American entrepreneur (born 1974)

Dylan Lauren (born May 9, 1974) is an American businesswoman. She is the daughter of American fashion designer Ralph Lauren, and the owner of New York City's Dylan's Candy Bar, which claims to be the "largest candy store in the world".

==Early life and education==
Dylan was born in New York City, the daughter of Ricky Ann Loew-Beer and Ralph Lauren. Her father was the son of Belarusian-Jewish immigrants; her mother was the daughter of a Jewish father and a Catholic mother, both immigrants from Austria. Dylan is the youngest of three children, she has two older brothers, including David Lauren.

She attended the Dalton School in New York City and graduated from Duke University, where she studied art history. She was a member of Kappa Alpha Theta at Duke.

==Career==
Dylan founded Dylan's Candy Bar in 2001. She was inspired after seeing Willy Wonka & the Chocolate Factory on her sixth birthday. She was named one of the Top 25 Most Stylish New Yorkers by US Weekly in 2007. Her favorite designers include Ralph Lauren, Alice and Olivia, and 7 For All Mankind.

In 2010 Lauren released a book, “Dylan’s Candy Bar: Unwrap Your Sweet Life.” In December 2015, Dylan launched Dylan's Candy BarN, a granting foundation dedicated to supporting animal welfare organizations.

In 2017, Dylan began starring as a judge on the ABC reality series The Toy Box.

===Controversies===

====Labor issues at Dylan’s Candy Bar====
In 2013, employees at the flagship Dylan’s Candy Bar in Manhattan raised concerns over low wages (some as low as US $8.50 per hour), unpredictable schedules, and lack of formal performance reviews.
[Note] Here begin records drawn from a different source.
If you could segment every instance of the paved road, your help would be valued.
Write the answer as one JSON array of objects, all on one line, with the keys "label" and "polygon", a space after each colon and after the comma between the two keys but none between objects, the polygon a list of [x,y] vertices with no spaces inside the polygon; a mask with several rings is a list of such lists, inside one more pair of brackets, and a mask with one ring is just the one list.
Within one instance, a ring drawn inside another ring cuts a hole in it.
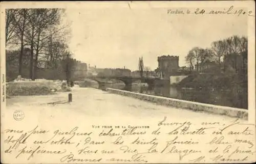
[{"label": "paved road", "polygon": [[133,98],[109,93],[100,90],[77,88],[72,91],[71,103],[49,103],[67,101],[68,93],[56,95],[33,96],[17,96],[8,99],[7,107],[10,111],[22,108],[33,111],[35,115],[49,117],[132,117],[137,118],[168,118],[184,119],[202,119],[221,121],[233,120],[234,118],[186,110],[177,109],[141,101]]}]

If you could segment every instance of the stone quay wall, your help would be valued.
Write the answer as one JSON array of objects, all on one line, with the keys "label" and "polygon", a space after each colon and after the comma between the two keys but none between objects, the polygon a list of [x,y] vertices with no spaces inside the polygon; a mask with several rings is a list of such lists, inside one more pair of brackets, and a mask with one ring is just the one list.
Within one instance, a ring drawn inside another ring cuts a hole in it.
[{"label": "stone quay wall", "polygon": [[247,110],[150,95],[109,88],[106,88],[106,90],[110,93],[133,97],[141,100],[156,103],[160,105],[194,111],[206,112],[215,114],[237,117],[243,120],[248,120]]}]

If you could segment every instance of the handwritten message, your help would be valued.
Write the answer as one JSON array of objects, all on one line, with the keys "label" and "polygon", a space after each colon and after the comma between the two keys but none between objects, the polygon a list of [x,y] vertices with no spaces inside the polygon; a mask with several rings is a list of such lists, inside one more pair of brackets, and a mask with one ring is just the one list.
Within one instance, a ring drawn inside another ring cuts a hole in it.
[{"label": "handwritten message", "polygon": [[[245,162],[255,157],[255,125],[227,122],[173,122],[150,126],[91,125],[4,131],[5,157],[58,163]],[[69,129],[69,130],[67,130]]]},{"label": "handwritten message", "polygon": [[195,9],[169,9],[167,10],[167,14],[194,14],[194,15],[229,15],[237,16],[246,15],[254,16],[254,13],[251,10],[247,11],[244,9],[235,8],[233,6],[228,8],[212,9],[210,8],[196,8]]}]

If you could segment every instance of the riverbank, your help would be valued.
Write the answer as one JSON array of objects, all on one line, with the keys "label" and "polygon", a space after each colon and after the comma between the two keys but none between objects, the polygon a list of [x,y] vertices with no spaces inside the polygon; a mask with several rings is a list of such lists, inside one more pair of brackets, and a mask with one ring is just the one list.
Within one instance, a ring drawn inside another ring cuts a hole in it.
[{"label": "riverbank", "polygon": [[189,110],[193,111],[203,111],[214,114],[239,118],[244,120],[248,119],[248,110],[245,109],[204,104],[161,96],[143,94],[112,88],[107,88],[106,91],[111,93],[127,96],[141,100],[172,106],[172,107]]}]

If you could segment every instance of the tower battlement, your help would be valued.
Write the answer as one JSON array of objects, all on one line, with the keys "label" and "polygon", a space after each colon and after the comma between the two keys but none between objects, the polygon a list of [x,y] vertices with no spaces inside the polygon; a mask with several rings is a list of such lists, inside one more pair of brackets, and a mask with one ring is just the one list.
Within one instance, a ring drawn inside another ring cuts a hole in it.
[{"label": "tower battlement", "polygon": [[162,56],[161,57],[157,57],[158,60],[179,60],[179,56]]}]

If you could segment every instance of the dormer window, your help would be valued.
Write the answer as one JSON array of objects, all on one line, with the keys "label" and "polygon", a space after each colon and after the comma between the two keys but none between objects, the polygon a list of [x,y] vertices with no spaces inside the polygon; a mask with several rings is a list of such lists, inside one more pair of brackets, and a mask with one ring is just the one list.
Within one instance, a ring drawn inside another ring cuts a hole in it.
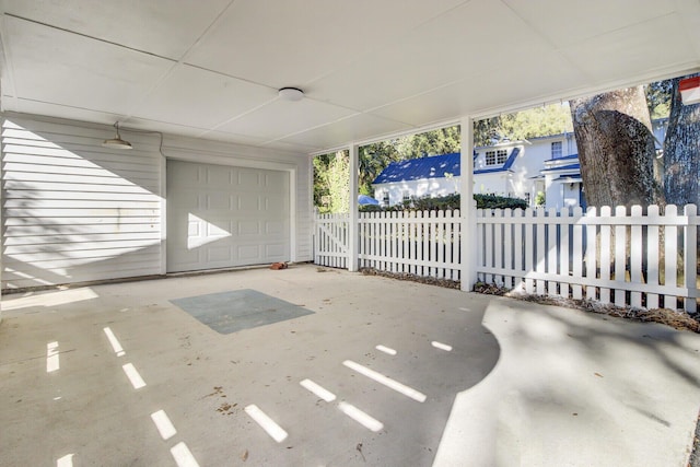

The staff circulated a petition urging management to address these concerns. However, rather than meet with the group collectively, management reportedly invited employees to speak individually, prompting criticism from labor rights advocates.
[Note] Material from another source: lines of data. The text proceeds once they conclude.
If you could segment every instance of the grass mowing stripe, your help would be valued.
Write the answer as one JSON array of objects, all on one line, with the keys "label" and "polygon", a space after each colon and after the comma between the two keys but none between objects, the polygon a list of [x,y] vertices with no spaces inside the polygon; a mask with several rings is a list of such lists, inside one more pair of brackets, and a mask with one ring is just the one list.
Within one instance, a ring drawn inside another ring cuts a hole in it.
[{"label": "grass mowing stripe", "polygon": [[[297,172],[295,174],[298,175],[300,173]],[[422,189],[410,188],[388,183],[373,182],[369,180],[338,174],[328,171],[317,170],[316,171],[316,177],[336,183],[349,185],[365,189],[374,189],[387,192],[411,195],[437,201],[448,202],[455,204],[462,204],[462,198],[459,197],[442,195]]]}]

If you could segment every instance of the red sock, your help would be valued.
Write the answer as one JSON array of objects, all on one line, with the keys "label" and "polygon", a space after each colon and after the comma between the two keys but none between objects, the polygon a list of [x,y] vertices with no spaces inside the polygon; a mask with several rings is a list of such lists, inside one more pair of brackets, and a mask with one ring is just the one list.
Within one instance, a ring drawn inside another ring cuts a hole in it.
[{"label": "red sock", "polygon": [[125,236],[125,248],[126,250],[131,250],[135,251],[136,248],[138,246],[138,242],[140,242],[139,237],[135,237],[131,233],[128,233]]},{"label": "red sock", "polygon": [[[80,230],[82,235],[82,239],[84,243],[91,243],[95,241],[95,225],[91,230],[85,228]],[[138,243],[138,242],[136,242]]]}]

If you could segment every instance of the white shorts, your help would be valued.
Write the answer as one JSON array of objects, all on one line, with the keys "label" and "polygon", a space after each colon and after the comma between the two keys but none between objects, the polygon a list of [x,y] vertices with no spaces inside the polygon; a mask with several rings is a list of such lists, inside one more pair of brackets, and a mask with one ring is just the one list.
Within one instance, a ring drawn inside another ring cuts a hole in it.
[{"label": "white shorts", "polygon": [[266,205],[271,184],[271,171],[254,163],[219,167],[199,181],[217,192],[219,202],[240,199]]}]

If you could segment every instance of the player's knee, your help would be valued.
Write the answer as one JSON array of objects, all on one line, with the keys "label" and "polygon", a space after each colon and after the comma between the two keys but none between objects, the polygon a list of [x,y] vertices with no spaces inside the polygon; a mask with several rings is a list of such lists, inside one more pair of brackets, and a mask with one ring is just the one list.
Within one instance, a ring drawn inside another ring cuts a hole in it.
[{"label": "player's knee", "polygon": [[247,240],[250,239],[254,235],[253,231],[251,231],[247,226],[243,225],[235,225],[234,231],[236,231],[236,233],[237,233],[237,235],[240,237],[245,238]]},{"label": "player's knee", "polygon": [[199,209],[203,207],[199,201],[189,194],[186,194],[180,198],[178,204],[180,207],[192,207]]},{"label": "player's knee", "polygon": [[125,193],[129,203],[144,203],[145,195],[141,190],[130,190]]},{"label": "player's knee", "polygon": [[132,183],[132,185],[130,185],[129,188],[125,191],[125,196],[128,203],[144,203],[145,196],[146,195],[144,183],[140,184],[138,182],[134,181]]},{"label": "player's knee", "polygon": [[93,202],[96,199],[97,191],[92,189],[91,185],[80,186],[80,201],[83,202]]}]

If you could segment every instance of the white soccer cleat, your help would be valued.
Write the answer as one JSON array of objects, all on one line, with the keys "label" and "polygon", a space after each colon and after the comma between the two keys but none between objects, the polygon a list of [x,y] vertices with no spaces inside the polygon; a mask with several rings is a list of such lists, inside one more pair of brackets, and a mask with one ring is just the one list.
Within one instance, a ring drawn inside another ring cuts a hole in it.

====Use of unpaid internships====
Also in 2013, Dylan’s Candy Bar faced criticism for advertising unpaid internship roles, including in its Human Resources department. Critics pointed out that such positions, requiring significant responsibilities, might breach U.S. labor law regarding unpaid internships.

==Personal life==
Lauren and hedge fund manager Paul Arrouet married in June 2011. The ceremony was held in Bedford, New York, at the Lauren family estate, and she wore a bridal gown of her father's design. On April 13, 2015, Dylan's surrogate gave birth to fraternal twins.